95% confidence interval is \[454.16 \pm 2.07 \times 75.24 = (298.4132, 609.9068)\]

\((1-\alpha)100\%\) confidence interval:

\[\hat y_0 \pm t_{\alpha/2, n-(p+1)} \times se(\hat y_0),\] where

\(\hat y_0 = x'_0 \hat \beta\)

\(Var(\hat y_0) = Var({x'_0}{\hat \beta}) = x'_0 Var(\hat \beta) x_0 = \sigma^2 x'_0 (X'X)^{-1} x_0\)

\(se(\hat y_0) = \sqrt{MSE\ x_0'(X'X)^{-1}x_0}\)

We get a confidence interval for \(\beta_0+\beta_1\).

\[\hat y_0 = x'_0 \hat \beta = (1, 1) (\hat \beta_0, \hat \beta_1)' = \hat \beta_0 + \hat \beta_1 = 454.16 - 40.78 = 413.38\]

# estimate
454.16 - 40.78

[1] 413.38

\[Var(\hat y_0) = Var({x'_0}{\hat \beta}) = {x'_0} Var({\hat \beta}) {x_0} = \sigma^2 {x'_0}(X'X)^{-1} {x_0}\]

Residual standard error

\[\hat \sigma = \sqrt{MSE}= \sqrt{\sum_{i=1}^n ( y_i - \hat y_i)^2/(n-p-1)} = 232.9\]

\(se(\hat y_0)\) = 48

# (X'X)^{-1}
X <- model.matrix(res)
solve(t(X)%*%X)

            (Intercept)    distance
(Intercept)  0.12833882 -0.09510043
distance    -0.09510043  0.10434830

# x' (X'X)^{-1} x
t(c(1, 1)) %*% solve(t(X)%*%X) %*% c(1, 1)

           [,1]
[1,] 0.04248626

# standard error
232.9 * sqrt(t(c(1, 1)) %*% solve(t(X)%*%X) %*% c(1, 1))

        [,1]
[1,] 48.0058

90% CI: \(413.38 \pm 1.717 \times 48\)

# critical value
qt(0.10/2, 22)

[1] -1.717144

# 90% CI interval
413.38 + c(-1.717, 1.717) * 48

[1] 330.964 495.796

Model M1 with \(p_1\) predictors nested in model M2 with \(p_2\) predictors, \(p_1 < p_2\).

\(H_0: \beta_{p_1+1} = \ldots = \beta_{p_2} = 0\) (Reduced M1 model fits as well as M2 model) vs.

\(H_1: \beta_{j} \neq 0\) for any \(p_1 < j \leq p_2\) (M2 fits better than M1)

Under the null hypothesis that the smaller model is correct,

\[F=\frac{(RSS(reduced) - RSS(full))/(p_2-p_1)}{RSS(full)/(n-p_2-1)} \sim F_{p_2-p_1,\ n-p_2-1}\]

where \(RSS(full)\) is the residual sum-of-squares for the least squares fit of the bigger model with \(p_2+1\) parameters, and \(RSS(reduced)\) the same for the nested smaller model with \(p_1 + 1\) parameters.

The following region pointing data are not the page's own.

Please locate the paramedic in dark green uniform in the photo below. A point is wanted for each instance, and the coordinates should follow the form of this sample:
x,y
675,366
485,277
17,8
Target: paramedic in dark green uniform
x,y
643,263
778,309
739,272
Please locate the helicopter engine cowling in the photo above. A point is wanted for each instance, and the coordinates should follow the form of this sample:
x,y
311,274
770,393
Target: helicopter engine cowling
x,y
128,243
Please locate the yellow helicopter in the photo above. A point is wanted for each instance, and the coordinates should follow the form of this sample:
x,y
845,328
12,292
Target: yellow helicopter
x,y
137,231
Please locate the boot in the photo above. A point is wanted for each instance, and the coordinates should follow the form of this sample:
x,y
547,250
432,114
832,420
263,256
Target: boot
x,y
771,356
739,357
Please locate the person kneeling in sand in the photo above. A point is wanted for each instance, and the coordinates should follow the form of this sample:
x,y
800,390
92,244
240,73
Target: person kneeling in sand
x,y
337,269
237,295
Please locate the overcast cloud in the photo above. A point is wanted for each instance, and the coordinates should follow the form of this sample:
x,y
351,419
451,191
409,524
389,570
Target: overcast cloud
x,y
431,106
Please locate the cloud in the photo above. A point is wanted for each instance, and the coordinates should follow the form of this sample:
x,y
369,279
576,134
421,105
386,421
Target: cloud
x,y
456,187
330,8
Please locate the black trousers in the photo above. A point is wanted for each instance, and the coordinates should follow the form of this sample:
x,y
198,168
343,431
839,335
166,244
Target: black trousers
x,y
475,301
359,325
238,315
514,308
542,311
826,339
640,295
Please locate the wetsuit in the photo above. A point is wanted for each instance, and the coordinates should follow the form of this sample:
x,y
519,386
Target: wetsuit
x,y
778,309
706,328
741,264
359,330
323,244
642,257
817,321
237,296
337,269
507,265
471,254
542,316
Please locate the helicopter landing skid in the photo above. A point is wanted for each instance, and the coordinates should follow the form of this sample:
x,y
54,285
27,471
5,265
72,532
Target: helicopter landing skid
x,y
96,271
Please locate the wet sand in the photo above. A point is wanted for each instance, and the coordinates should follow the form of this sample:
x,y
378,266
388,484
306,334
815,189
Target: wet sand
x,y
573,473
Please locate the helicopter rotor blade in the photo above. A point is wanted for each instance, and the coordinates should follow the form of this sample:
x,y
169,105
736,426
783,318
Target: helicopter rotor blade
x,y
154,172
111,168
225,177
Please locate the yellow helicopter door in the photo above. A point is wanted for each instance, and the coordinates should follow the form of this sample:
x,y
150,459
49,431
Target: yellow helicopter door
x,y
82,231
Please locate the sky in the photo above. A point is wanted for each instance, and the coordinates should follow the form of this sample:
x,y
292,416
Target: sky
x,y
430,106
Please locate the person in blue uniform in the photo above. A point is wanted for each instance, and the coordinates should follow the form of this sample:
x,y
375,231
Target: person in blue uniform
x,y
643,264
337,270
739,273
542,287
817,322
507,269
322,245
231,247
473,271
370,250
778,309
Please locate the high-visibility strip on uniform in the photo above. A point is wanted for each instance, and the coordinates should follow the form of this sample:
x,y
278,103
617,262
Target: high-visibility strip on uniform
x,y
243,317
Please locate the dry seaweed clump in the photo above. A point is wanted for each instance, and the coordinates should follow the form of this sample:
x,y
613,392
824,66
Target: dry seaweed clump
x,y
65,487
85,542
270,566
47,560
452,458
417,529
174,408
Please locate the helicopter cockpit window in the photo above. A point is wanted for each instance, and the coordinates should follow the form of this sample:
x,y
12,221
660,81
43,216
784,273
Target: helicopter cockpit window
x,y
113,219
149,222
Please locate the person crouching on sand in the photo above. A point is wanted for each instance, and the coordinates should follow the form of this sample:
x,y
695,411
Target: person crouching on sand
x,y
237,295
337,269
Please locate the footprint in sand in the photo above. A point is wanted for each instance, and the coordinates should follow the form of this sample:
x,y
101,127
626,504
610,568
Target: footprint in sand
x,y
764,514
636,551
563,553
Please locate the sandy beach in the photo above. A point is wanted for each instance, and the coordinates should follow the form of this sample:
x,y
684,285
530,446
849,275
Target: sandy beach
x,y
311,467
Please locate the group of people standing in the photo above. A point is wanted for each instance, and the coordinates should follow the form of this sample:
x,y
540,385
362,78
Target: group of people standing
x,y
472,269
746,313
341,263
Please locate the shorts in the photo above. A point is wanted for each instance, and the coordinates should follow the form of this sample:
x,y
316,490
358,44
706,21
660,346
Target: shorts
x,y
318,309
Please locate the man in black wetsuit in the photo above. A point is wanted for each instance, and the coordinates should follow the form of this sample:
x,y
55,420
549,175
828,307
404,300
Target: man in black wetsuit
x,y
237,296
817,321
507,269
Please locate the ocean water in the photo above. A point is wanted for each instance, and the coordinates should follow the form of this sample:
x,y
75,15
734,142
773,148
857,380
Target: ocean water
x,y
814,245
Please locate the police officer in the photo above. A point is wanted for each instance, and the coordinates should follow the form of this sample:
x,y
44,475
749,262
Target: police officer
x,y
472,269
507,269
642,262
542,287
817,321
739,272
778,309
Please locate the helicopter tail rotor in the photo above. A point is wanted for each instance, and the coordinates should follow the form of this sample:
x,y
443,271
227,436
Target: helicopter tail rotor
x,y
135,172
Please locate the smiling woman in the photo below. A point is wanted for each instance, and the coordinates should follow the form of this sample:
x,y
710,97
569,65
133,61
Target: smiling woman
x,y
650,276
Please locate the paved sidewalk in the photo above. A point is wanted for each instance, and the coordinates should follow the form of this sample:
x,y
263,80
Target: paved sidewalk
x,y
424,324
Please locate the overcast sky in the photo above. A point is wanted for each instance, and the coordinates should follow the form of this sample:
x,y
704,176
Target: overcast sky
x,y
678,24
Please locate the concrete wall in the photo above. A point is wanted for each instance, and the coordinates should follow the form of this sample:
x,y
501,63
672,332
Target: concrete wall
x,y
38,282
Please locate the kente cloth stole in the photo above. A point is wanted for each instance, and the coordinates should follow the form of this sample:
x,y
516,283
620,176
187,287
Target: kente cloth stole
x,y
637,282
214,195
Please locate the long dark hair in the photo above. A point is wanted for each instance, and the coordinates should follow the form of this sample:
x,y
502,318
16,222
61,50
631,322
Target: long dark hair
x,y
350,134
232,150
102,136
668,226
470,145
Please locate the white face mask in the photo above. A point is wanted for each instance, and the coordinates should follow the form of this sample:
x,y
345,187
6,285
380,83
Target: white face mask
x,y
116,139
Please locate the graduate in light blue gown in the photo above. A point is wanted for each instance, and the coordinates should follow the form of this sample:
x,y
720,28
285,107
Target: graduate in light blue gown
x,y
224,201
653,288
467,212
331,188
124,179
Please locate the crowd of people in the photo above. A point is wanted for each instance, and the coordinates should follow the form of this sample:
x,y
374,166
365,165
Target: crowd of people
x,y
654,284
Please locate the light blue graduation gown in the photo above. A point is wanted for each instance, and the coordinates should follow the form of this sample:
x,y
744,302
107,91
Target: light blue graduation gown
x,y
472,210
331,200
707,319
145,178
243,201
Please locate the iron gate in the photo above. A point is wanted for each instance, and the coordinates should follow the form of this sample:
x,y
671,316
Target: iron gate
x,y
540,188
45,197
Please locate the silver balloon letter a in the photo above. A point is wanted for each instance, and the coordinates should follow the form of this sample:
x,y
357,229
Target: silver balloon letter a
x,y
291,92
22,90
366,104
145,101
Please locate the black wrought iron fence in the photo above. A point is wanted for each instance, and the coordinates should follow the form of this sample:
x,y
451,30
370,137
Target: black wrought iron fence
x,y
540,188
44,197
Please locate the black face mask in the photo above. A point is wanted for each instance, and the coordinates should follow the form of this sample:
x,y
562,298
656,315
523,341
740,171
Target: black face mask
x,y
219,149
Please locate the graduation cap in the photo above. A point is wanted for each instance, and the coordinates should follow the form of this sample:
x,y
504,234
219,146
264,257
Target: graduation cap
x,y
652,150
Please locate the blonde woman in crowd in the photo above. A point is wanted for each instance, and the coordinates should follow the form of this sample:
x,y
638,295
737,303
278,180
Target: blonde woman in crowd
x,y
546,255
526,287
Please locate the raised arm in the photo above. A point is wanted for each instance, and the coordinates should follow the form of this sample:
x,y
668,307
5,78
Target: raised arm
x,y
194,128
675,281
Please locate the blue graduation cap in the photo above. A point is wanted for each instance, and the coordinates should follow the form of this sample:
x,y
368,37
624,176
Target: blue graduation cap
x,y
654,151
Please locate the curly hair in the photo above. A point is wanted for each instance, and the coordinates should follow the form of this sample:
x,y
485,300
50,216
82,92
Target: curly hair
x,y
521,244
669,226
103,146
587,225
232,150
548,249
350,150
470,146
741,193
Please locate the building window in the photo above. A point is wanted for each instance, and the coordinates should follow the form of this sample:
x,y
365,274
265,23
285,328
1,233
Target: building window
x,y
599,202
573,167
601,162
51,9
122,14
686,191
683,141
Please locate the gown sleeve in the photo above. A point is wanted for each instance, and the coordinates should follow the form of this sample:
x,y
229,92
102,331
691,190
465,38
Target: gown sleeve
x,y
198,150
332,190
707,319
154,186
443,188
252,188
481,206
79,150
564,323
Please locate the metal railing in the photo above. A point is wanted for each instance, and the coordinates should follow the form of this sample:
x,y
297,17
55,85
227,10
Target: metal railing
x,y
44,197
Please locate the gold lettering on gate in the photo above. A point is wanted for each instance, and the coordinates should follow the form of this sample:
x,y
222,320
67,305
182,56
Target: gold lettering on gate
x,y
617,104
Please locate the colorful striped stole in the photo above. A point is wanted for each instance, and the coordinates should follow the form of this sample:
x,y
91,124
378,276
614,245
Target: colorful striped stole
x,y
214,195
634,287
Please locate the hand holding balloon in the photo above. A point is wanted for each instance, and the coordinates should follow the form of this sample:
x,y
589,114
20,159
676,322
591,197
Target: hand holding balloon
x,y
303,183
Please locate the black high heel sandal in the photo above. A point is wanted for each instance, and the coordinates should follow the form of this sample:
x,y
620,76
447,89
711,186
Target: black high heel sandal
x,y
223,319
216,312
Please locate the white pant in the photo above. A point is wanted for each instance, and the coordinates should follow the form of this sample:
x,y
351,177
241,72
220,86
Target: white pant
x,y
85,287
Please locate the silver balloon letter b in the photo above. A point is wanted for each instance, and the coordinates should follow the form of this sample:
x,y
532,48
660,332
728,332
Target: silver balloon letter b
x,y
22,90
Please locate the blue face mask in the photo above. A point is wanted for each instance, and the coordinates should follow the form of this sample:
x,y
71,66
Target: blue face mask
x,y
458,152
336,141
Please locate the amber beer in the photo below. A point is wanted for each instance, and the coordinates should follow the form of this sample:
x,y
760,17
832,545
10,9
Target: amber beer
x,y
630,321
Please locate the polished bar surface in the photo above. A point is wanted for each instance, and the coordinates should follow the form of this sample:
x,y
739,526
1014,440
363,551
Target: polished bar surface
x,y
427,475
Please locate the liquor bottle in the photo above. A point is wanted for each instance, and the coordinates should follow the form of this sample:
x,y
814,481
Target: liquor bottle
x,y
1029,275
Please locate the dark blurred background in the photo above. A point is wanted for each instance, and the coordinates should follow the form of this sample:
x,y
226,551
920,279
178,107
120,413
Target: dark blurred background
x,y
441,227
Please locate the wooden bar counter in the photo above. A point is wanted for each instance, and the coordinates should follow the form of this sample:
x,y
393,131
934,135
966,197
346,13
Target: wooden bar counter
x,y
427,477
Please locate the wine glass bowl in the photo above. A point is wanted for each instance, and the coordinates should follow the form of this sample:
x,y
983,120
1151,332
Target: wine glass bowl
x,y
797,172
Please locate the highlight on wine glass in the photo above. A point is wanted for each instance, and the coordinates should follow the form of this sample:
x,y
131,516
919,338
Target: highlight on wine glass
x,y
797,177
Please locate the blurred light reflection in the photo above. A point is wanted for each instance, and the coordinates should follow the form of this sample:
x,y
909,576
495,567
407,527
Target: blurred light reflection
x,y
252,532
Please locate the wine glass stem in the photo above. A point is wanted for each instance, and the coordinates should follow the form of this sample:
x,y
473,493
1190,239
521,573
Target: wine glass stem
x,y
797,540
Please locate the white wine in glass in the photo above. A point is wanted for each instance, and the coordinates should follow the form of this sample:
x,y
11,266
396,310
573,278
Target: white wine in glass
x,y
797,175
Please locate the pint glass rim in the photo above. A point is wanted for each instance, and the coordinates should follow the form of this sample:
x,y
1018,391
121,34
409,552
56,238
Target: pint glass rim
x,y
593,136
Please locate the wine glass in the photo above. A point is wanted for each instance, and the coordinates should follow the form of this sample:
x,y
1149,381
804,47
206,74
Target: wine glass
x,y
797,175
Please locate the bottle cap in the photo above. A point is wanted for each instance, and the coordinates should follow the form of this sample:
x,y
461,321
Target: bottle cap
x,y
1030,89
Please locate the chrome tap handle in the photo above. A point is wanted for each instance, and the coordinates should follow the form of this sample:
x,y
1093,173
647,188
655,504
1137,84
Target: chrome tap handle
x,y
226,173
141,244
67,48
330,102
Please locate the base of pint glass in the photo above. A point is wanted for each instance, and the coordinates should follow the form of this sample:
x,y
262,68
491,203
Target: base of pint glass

The F statistic measures the change in residual sum-of-squares per additional parameter in the bigger model, and it is normalized by an estimate of \(\sigma^2\) (MSE).

F statistic has a \(F_{p_2-p_1,\ n-p_2-1} = F_{3-1, 24-3-1} = F_{2, 20}\) distribution.

\[F = \frac{(1193442 - 1062087)/2}{1062087/(24-4)} = 1.236763\]

Fobs <- ((1193442 - 1062087)/2)/(1062087/(24-4))
Fobs

[1] 1.236763

1 - pf(Fobs, 2, 20)

[1] 0.311593

p-value = 0.31 > 0.05. Fail to reject the null.